Human Echolocation: Blind Like a Bat * Lifting the Lid on Lazy Eye * Red Dwarf Stars Host Hospitable Planets * Mother Flies Dose Offspring with Alcohol * Arctic Ice Turns Green with Algae * Salmon Follow Magnetic Map
Saturday, February 23, 2013 |
Animals such as bats are well known for their ability to echolocate, but today you'll hear about sightless humans who also use reflected sound to build up a picture of their environment. We'll also find out how a stint in total darkness can lead to clearsightedness - for kittens, at least. We'll discover why Red Dwarf planets might be the best neighbourhoods for alien life, and how fruit flies "hit the bottle" to battle parasites. And we'll learn why Arctic ice is going from white to green, and why a migrating salmon.needs a magnetic personality.
Similar to bats and dolphins, many blind humans have learned to navigate by echolocation. The most common method of sending and receiving sound waves is by making clicking noises with the tongue. Previous studies have used brain scans to show that in humans without sight, areas of the brain that are activated by visual cues in sighted people, are recruited for audio, including echolocation, in blind people. But a new study by Jennifer Milne, a PhD student, and colleagues from The Brain and Mind Institute at Western University in London, took this research one step further. They found that the areas of the brain that use the echo-based cues about an object's shape are also located in the same region of the brain activated by visual cues for shape in a sighted person. The study sheds new light on brain plasticity.
In humans, amblyopia, or "lazy eye," occurs in about 4 percent of the population. It happens when the two eyes do not see equally well in young children. At this age, the connections from the eyes to the brain are still developing. To compensate, the brain shuts down the eye with poor vision, in order to salvage the eye with good vision. A new study by Dr. Kevin Duffy, an Assistant Professor in the Department of Psychology and Neuroscience at Dalhousie University in Halifax, has found that total darkness resulted in a 100 percent success rate in restoring complete vision to kittens with experimentally- induced lazy eye. In their experiment, ten days of darkness reduce neurofilaments in the brain that hold the vision system in place. This allows the brain to return to a state in which it can correct itself. It is hoped that this research can one day be applied to children with lazy eye.
Red Dwarf with orbiting planet, Credit: David A. Aguilar (CfA)
Red Dwarf stars are small, dim, and very common. They are, at most, half the size of our Sun, can't be seen by the naked eye, and about three-quarters of the stars in our galaxy are Red Dwarfs. Now, new work by Courtney Dressing, a PhD Candidate at the Harvard-Smithsonian Center for Astrophysics, suggests that Red Dwarfs might also commonly host Earth-sized planets, orbiting in the "habitable zone" where their surface temperature could sustain liquid water. By combing through data from the Kepler satellite, Ms. Dressing found several planets fitting this pattern, and her survey suggests perhaps 6% of Red Dwarfs might have potentially hospitable planets.
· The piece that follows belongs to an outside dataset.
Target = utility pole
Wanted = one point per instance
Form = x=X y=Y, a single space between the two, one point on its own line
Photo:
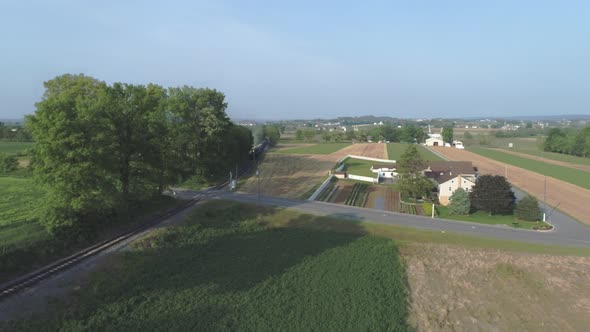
x=544 y=199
Fruit-flies are often victims of parasitic wasps, which lay their eggs in the fruit-fly larvae. The infant wasps then eat the fruit-fly from the inside out. However, Dr Todd Schlenke, a biologist from Emory University in Atlanta, has found that fruit-fly females have developed a strategy to aid their offspring in the fight against the wasp. When they see parasitic wasps, they choose to lay their eggs on fruit that is fermenting, and which has a high alcohol content. The alcohol thus acts as an anti-parasitic medication, as the fruit-fly larvae are resistant to the toxic effects of alcohol, but the infant wasps are not. Related Links
Algae growing in strands underneath thinning Arctic ice. Mar Fernandez-Mendez, Alfred Wegener Institute
A recent study of ice in the Central and Eastern Arctic found that it is only about one metre thick, as compared to between four and five metres thick 20 years ago. This, along with more open water in the Arctic than ever before, has known consequences. One of them is the growth of algae. But a new study by Dr. Antje Boetius, a Professor of Marine Biology from The University of Bremen in Germany, found that the growth of algae has increased to a point where the Arctic Sea floor is completely covered in many places. As the ice thins, more sunlight is able to penetrate. This promotes the growth of algae on the underside of the ice. When the ice melts, the algae drops to the bottom. These changes are a new phenomenon and may negatively effect the biodiversity of the Arctic ecosystem.
Sockeye salmon, courtesy Dr. Tom Quinn, University of Washington
Salmon migrate over thousands of kilometers of open ocean, but somehow, unfailingly find their way home to their native streams. Dr. Nathan Putman, a post-doctoral scholar in the Department of Fisheries and Wildlife at Oregon State University, has found evidence that they do so using a magnetic "sixth sense." Dr. Putman analyzed the route Fraser River salmon took on their migration home to spawn, and found that variations in that route corresponded to long-term variations in the Earth's magnetic field, suggesting the fish were using a magnetic sense and an internal magnetic map to navigate.